The SA Council of Churches has slammed all faith-healing practices in which people are supposedly miraculously cured of life-threatening illnesses, as irresponsible and extremely dangerous.
This comes after the Treatment Action Campaign (TAC) alleged that two people died after attending a healing session at the Christ Embassy church in Johannesburg, where they were supposedly "cured" of HIV and extremely drug-resistant tuberculosis (XDR TB).
The two allegedly attended the faith-healing sessions at different times and were apparently told to stop using their antiretroviral (ARV) treatment because God had healed them.
Their doctor, Graeme Meintjes, said: "The patients were on treatment before they attended the Christ Embassy healing session and were doing extremely well."
Meintjes said that when he saw one of his patients a year later, she hadn't taken her medication and had advanced Aids.
SA Council of Churches secretary general Eddie Makue said it was "completely and utterly irresponsible" for churches to claim to have faith-healed patients.
He said in order to be cured from any illness, people needed to undergo a medical process.
"We believe that ministers are endowed with gifts and knowledge, but it should be used responsibly," said Makue.
"Doctors and medical professionals are endowed with gifts to prescribe medication to cure people, not ministers.
"People cannot claim to have healed people and that it is no longer necessary for them to take their medication. It is extremely dangerous.
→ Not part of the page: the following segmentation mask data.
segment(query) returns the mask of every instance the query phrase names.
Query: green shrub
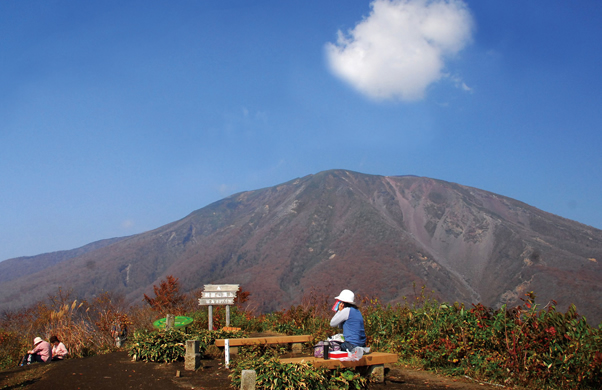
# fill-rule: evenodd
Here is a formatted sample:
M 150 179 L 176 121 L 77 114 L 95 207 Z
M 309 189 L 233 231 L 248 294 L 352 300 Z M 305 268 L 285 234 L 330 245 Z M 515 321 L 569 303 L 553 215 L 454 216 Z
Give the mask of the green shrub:
M 216 339 L 238 337 L 244 337 L 244 333 L 206 329 L 191 333 L 177 329 L 149 332 L 143 329 L 134 332 L 128 354 L 136 360 L 170 363 L 184 358 L 187 340 L 198 340 L 199 352 L 203 355 L 207 346 L 213 344 Z
M 240 388 L 243 370 L 255 370 L 257 389 L 330 390 L 362 389 L 368 381 L 352 370 L 329 370 L 311 364 L 282 364 L 271 354 L 243 359 L 234 365 L 230 379 L 234 388 Z
M 330 389 L 364 389 L 368 386 L 368 379 L 355 370 L 337 368 L 330 372 L 328 384 Z
M 187 335 L 177 329 L 134 332 L 128 354 L 136 360 L 171 363 L 186 353 Z

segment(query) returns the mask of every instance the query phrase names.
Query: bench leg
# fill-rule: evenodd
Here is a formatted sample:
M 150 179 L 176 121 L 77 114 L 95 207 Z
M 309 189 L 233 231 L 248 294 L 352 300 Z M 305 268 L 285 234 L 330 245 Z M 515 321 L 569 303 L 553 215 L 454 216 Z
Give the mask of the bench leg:
M 385 381 L 385 365 L 377 364 L 368 368 L 368 377 L 374 382 L 383 383 Z
M 303 344 L 302 343 L 293 343 L 291 350 L 293 353 L 301 353 L 301 352 L 303 352 Z

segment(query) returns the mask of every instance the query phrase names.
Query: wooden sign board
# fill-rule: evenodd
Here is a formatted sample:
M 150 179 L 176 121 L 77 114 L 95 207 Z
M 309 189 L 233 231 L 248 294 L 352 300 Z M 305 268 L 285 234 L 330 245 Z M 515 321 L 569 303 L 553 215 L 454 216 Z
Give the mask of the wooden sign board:
M 206 284 L 199 305 L 233 305 L 238 284 Z
M 238 291 L 238 284 L 206 284 L 204 291 Z
M 203 291 L 202 298 L 236 298 L 234 291 Z
M 234 298 L 199 298 L 199 305 L 234 305 Z

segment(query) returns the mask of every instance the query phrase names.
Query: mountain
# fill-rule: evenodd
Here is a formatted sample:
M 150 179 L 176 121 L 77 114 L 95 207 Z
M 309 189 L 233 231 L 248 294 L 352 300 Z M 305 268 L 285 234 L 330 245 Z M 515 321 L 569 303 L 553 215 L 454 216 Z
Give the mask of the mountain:
M 426 285 L 446 301 L 494 307 L 535 291 L 542 304 L 575 303 L 590 322 L 602 320 L 601 230 L 424 177 L 325 171 L 232 195 L 74 256 L 47 256 L 7 260 L 14 268 L 26 261 L 30 271 L 0 279 L 0 309 L 59 286 L 81 298 L 106 290 L 140 302 L 174 275 L 185 291 L 239 283 L 263 311 L 312 290 L 400 302 Z
M 23 277 L 31 273 L 32 270 L 35 272 L 43 271 L 57 263 L 81 256 L 84 253 L 88 253 L 96 249 L 100 249 L 104 246 L 123 240 L 124 238 L 100 240 L 88 245 L 84 245 L 81 248 L 68 251 L 58 251 L 44 253 L 38 256 L 23 256 L 16 257 L 14 259 L 8 259 L 0 262 L 0 283 Z

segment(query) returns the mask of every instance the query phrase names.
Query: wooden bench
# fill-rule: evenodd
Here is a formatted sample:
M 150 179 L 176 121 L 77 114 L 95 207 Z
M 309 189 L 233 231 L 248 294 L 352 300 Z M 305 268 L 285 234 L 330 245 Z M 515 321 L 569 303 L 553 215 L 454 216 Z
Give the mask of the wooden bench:
M 267 344 L 290 344 L 290 343 L 308 343 L 312 341 L 311 335 L 301 336 L 268 336 L 268 337 L 247 337 L 240 339 L 228 339 L 231 347 L 240 347 L 241 345 L 267 345 Z M 215 340 L 215 345 L 223 347 L 225 339 Z
M 225 346 L 225 339 L 215 340 L 217 347 Z M 299 336 L 268 336 L 268 337 L 247 337 L 239 339 L 228 339 L 230 353 L 238 353 L 238 347 L 243 345 L 270 345 L 270 344 L 293 344 L 293 352 L 301 352 L 302 344 L 312 341 L 311 335 Z
M 224 326 L 222 330 L 227 330 L 228 332 L 238 332 L 241 328 L 235 328 L 233 326 Z
M 327 360 L 313 356 L 308 356 L 280 359 L 280 363 L 312 363 L 316 367 L 324 367 L 331 370 L 343 367 L 368 367 L 368 375 L 371 375 L 378 382 L 384 382 L 385 363 L 397 363 L 397 359 L 397 354 L 395 353 L 372 352 L 368 355 L 362 356 L 362 358 L 357 361 L 341 361 L 336 359 Z

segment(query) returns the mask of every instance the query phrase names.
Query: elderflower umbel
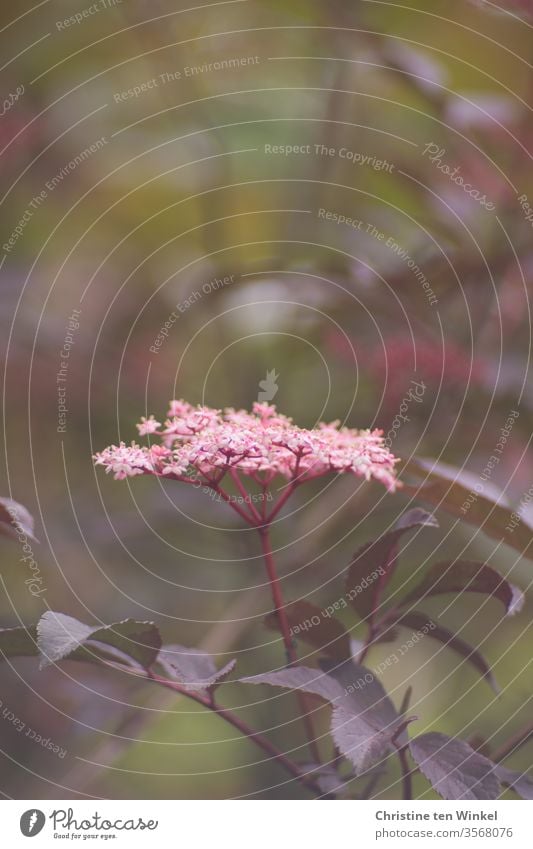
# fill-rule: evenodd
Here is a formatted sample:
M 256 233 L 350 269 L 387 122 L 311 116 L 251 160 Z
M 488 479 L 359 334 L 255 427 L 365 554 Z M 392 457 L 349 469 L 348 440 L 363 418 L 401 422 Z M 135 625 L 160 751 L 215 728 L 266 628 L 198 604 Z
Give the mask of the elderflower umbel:
M 121 442 L 94 457 L 116 480 L 134 475 L 190 480 L 200 473 L 218 485 L 229 472 L 265 486 L 277 475 L 301 483 L 333 472 L 374 478 L 390 491 L 398 485 L 398 460 L 384 445 L 382 431 L 339 422 L 306 430 L 268 404 L 255 403 L 249 413 L 171 401 L 164 425 L 150 416 L 137 429 L 141 436 L 159 437 L 160 444 Z

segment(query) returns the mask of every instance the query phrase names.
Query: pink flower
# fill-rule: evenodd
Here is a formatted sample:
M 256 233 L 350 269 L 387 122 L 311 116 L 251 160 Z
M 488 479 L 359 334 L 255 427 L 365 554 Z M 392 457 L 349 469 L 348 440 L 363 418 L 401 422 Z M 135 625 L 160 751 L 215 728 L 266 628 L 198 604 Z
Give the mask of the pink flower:
M 111 445 L 99 454 L 95 454 L 95 464 L 104 466 L 106 474 L 113 472 L 116 481 L 131 478 L 134 475 L 152 474 L 154 464 L 150 459 L 150 450 L 140 448 L 135 442 L 126 445 Z
M 274 406 L 259 403 L 249 413 L 171 401 L 169 416 L 163 429 L 153 416 L 137 425 L 141 435 L 157 435 L 161 445 L 143 448 L 121 442 L 96 454 L 96 464 L 117 480 L 151 474 L 190 482 L 199 473 L 218 486 L 226 474 L 240 473 L 267 486 L 278 475 L 297 485 L 348 473 L 374 478 L 390 491 L 398 485 L 398 460 L 380 430 L 353 430 L 339 422 L 306 430 Z
M 149 419 L 142 417 L 140 424 L 137 425 L 139 436 L 146 436 L 147 433 L 156 433 L 158 427 L 161 427 L 161 422 L 156 422 L 153 416 Z

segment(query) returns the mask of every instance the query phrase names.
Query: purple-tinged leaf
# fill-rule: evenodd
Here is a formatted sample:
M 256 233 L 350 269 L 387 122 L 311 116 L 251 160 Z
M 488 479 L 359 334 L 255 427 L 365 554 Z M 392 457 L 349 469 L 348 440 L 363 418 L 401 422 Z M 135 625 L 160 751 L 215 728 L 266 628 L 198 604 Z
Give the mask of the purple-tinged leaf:
M 381 594 L 396 568 L 402 536 L 421 527 L 437 528 L 438 522 L 431 513 L 416 507 L 401 516 L 392 531 L 367 542 L 354 555 L 346 579 L 346 594 L 361 619 L 371 617 L 379 606 Z
M 497 598 L 512 616 L 523 603 L 522 592 L 490 566 L 471 560 L 435 563 L 402 604 L 444 593 L 482 593 Z
M 464 740 L 432 732 L 415 737 L 409 749 L 443 799 L 497 799 L 500 795 L 494 764 Z
M 37 624 L 41 669 L 64 660 L 80 648 L 95 630 L 72 616 L 47 611 Z
M 11 498 L 0 498 L 0 534 L 11 539 L 20 539 L 21 542 L 24 537 L 37 542 L 33 531 L 34 521 L 31 513 Z
M 500 764 L 496 765 L 494 772 L 502 784 L 514 790 L 522 799 L 533 799 L 533 779 L 527 773 L 515 772 Z
M 286 605 L 285 614 L 291 629 L 291 636 L 303 640 L 328 657 L 348 660 L 352 656 L 350 635 L 343 625 L 325 610 L 321 610 L 308 601 L 294 601 Z M 269 613 L 265 624 L 279 631 L 276 613 Z
M 464 657 L 465 660 L 468 660 L 468 662 L 471 663 L 479 673 L 481 673 L 482 677 L 485 678 L 487 684 L 492 687 L 494 692 L 500 692 L 500 688 L 496 683 L 492 670 L 483 655 L 478 651 L 478 649 L 475 649 L 469 643 L 458 637 L 457 634 L 454 634 L 453 631 L 448 631 L 447 628 L 443 628 L 442 625 L 438 625 L 433 619 L 431 619 L 430 616 L 418 611 L 406 613 L 405 616 L 402 616 L 401 619 L 398 620 L 397 624 L 405 625 L 408 628 L 414 628 L 416 631 L 420 631 L 424 627 L 429 628 L 427 631 L 428 637 L 431 637 L 433 640 L 439 640 L 439 642 L 443 643 L 443 645 L 447 648 L 452 649 L 457 652 L 457 654 L 461 655 L 461 657 Z
M 217 669 L 210 654 L 201 649 L 185 646 L 164 646 L 157 658 L 165 674 L 182 684 L 186 690 L 212 690 L 230 675 L 236 661 L 230 660 L 222 669 Z
M 406 484 L 405 474 L 412 475 L 419 483 Z M 417 459 L 404 470 L 402 481 L 405 492 L 474 525 L 492 539 L 503 540 L 523 557 L 533 558 L 533 528 L 524 520 L 513 527 L 512 510 L 505 496 L 487 487 L 483 495 L 476 493 L 474 486 L 479 483 L 478 478 L 436 460 Z
M 126 619 L 113 625 L 91 627 L 72 616 L 49 610 L 37 624 L 37 643 L 41 669 L 67 658 L 90 660 L 93 643 L 109 646 L 113 652 L 119 651 L 148 669 L 157 657 L 161 637 L 151 622 Z
M 98 628 L 91 634 L 90 642 L 122 652 L 143 669 L 149 669 L 155 662 L 162 643 L 159 629 L 153 622 L 138 622 L 136 619 L 124 619 Z
M 403 722 L 373 673 L 353 662 L 342 663 L 328 673 L 294 666 L 241 681 L 301 690 L 328 701 L 333 708 L 333 740 L 353 764 L 356 775 L 390 754 L 392 740 Z

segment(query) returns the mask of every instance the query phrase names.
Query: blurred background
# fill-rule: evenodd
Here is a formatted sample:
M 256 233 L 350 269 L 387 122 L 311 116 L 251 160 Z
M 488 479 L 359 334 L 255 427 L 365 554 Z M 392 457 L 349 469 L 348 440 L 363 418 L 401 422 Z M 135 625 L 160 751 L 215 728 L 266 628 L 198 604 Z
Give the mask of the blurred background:
M 4 5 L 0 494 L 36 518 L 42 591 L 2 540 L 3 627 L 47 609 L 131 616 L 218 664 L 236 657 L 239 677 L 280 662 L 258 543 L 232 511 L 93 468 L 175 397 L 250 408 L 266 380 L 298 424 L 383 428 L 403 461 L 437 458 L 472 486 L 517 411 L 482 486 L 520 505 L 533 484 L 530 5 Z M 283 589 L 324 606 L 411 500 L 348 478 L 300 496 L 274 536 Z M 398 586 L 461 556 L 527 592 L 530 560 L 437 517 Z M 383 683 L 396 704 L 413 685 L 417 730 L 501 743 L 531 712 L 531 599 L 508 619 L 478 596 L 449 601 L 427 608 L 448 607 L 443 621 L 482 645 L 501 695 L 428 638 Z M 2 664 L 0 679 L 4 796 L 306 796 L 221 719 L 154 687 L 72 662 Z M 221 692 L 281 748 L 303 747 L 281 691 Z M 398 797 L 395 769 L 384 797 Z M 417 792 L 431 798 L 422 779 Z

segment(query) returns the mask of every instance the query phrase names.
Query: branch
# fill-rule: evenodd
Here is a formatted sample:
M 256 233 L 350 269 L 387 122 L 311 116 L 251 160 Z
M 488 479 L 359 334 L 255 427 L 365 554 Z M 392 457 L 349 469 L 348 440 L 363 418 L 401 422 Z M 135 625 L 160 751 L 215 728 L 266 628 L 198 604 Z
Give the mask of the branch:
M 491 759 L 493 761 L 505 760 L 505 758 L 508 758 L 509 755 L 514 754 L 520 746 L 529 742 L 531 738 L 533 738 L 533 722 L 530 722 L 525 726 L 525 728 L 522 728 L 521 731 L 514 734 L 506 743 L 503 743 L 499 749 L 496 749 L 496 751 L 492 754 Z
M 263 555 L 265 559 L 268 581 L 270 583 L 270 589 L 272 591 L 274 608 L 276 611 L 279 628 L 283 637 L 285 652 L 287 654 L 287 663 L 289 666 L 295 666 L 298 663 L 298 655 L 296 654 L 296 650 L 294 648 L 291 636 L 291 628 L 289 620 L 287 619 L 287 614 L 285 612 L 285 602 L 283 600 L 278 573 L 274 564 L 274 556 L 272 553 L 272 546 L 270 544 L 269 529 L 267 526 L 266 528 L 259 528 L 258 530 L 259 536 L 261 537 L 261 545 L 263 548 Z M 313 759 L 317 763 L 320 763 L 320 752 L 318 750 L 318 745 L 316 742 L 316 734 L 313 725 L 313 718 L 311 715 L 312 709 L 309 708 L 309 701 L 305 693 L 298 691 L 297 697 L 298 701 L 300 702 L 300 708 L 302 712 L 302 718 L 305 724 L 307 739 L 309 740 L 309 749 L 311 751 Z
M 241 734 L 245 737 L 248 737 L 250 740 L 262 749 L 269 757 L 273 758 L 277 763 L 283 766 L 287 772 L 301 781 L 309 790 L 312 790 L 314 793 L 319 796 L 323 796 L 322 790 L 320 786 L 313 780 L 313 778 L 304 772 L 298 764 L 294 763 L 290 758 L 287 757 L 283 752 L 281 752 L 273 743 L 270 742 L 266 737 L 264 737 L 259 731 L 254 731 L 248 723 L 244 722 L 244 720 L 240 719 L 235 713 L 226 708 L 221 707 L 217 704 L 214 699 L 211 699 L 207 696 L 202 696 L 200 693 L 195 693 L 190 690 L 187 690 L 185 687 L 180 686 L 180 684 L 175 681 L 169 681 L 167 678 L 162 678 L 159 675 L 148 670 L 147 677 L 149 680 L 153 681 L 156 684 L 160 684 L 162 687 L 166 687 L 169 690 L 173 690 L 175 693 L 179 693 L 181 696 L 186 696 L 188 699 L 192 699 L 194 702 L 202 705 L 208 710 L 212 710 L 214 713 L 218 714 L 222 719 L 225 719 L 230 725 L 233 725 Z

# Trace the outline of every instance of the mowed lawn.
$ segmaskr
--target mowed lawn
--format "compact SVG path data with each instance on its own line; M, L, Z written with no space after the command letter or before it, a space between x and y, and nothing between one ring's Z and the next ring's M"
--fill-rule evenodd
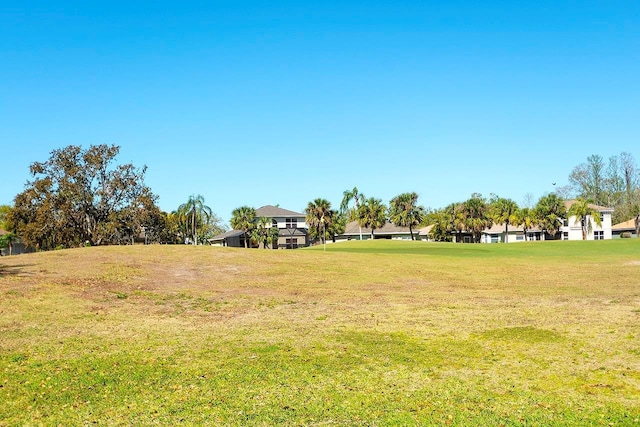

"If people want to be leaders, they have to understand theology." TAC treasurer, Nathan Geffen, said religious organisations played a critical role in the fight against HIV and Aids and TB, but this was not the case with Christ Embassy.
Geffen said that by claiming to heal life-threatening conditions, the church led people to believe they no longer needed to take their tablets or seek appropriate
National Health Department spokesman, Fidel Hadebe, said: "Our position remains very clear. People who are sick must consult their doctor or nurse and take their medication as instructed.
"Where people decide to go for faith healing or any other such healing there's not much that anyone can do. We, however, encourage patients to stick with what their doctors or nurses tell and give them."
Geffen said that the TAC had contacted the church, but no resolution had been reached.
Christ Embassy was sent a list of questions on Monday. The church's director in Cape Town promised to reply by the end of the day on Tuesday. No response has yet been received.